Dla radiowca dodatkową wartością była możliwość rozmowy z biegaczami. „Pamiętam jak pożegnałem Adama Głogowskiego na starcie. Zbliżając się do mostu Siennickiego nie mogłem dojrzeć numeru, który zawinął się na piersi lidera. Podjechałem samochodem, otworzyłem okno i poprosiłem o personalia. „Adam Głogowski” - usłyszałem od swego dobrego znajomego, który w ciemnych okularach na pierwszy rzut oka nie przypominał samego siebie…” - wspomina Włodzimierz Machnikowski.
MIKROFONEM ZAPISANE
Pomysłodawca imprezy Jerzy Gebert na łamach książki Mikrofonem zapisane tak wspominał zainicjowane imprezy:
– W 1963 roku zaproponowałem uczczenie pamięci Westerplatczyków, Pocztowców, Obrońców Oksywia, Helu masową imprezą sportową i złożyłem jej projekt w sekretariacie KW, odpowiedź była dość jednoznaczna:
„Jaki jest sens obchodzić i czcić przegrane wojny i polskie klęski – argumentował tow. sekretarz – lepiej byście pomyśleli jak uczcić tych, którzy wyzwalali Gdańsk w 1945 roku”.
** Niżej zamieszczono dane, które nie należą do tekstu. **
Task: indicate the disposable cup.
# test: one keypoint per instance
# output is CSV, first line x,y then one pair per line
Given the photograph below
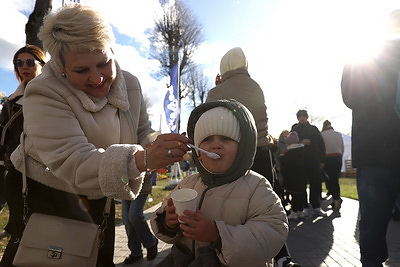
x,y
184,199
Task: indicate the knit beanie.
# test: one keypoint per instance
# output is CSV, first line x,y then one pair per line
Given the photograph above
x,y
244,130
292,138
233,59
216,121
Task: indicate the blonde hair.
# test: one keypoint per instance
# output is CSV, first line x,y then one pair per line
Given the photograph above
x,y
75,28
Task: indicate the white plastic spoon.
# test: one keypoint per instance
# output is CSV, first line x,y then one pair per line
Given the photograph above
x,y
210,154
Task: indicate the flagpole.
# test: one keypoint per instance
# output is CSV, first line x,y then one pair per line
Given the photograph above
x,y
179,95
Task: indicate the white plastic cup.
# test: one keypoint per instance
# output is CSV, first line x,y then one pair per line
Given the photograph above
x,y
184,199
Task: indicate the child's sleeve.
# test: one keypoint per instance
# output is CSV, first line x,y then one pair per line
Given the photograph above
x,y
263,234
O to niespecjalnie mi chodziło, ale momentalnie zwiększyłem szansę: To może byśmy zrobili pod patronatem dwie imprezy – we wrześniu i w marcu? „O tym możemy podyskutować” – zgodził się mój rozmówca i już wiedziałem, że wygramy.
Do lat 70-tych bieg miał formułę sztafety ulicznej, której trasa wiodła z Nowego Portu (start naprzeciw pomnika Westerplatte), poprzez Brzeźno i Wrzeszcz, ul. Kościuszki, Aleją Grunwaldzką i Aleją Zwycięstwa do Gdańska Głównego na metę przy Studni Neptuna.
Rywalizowano w trzech kategoriach: klubowej, reprezentacji powiatów i szkolnej. W każdym zespole ponad 10-kilometrową trasę pokonywało 17 osób. Później skrócono bieg do dzisiejszych 10 km, który rozgrywany był na różnych trasach.
Do 2007 roku zawody miały nazwę Międzynarodowy Bieg Szlakiem Obrońców Wybrzeża, która została zmieniona na Bieg Westerplatte.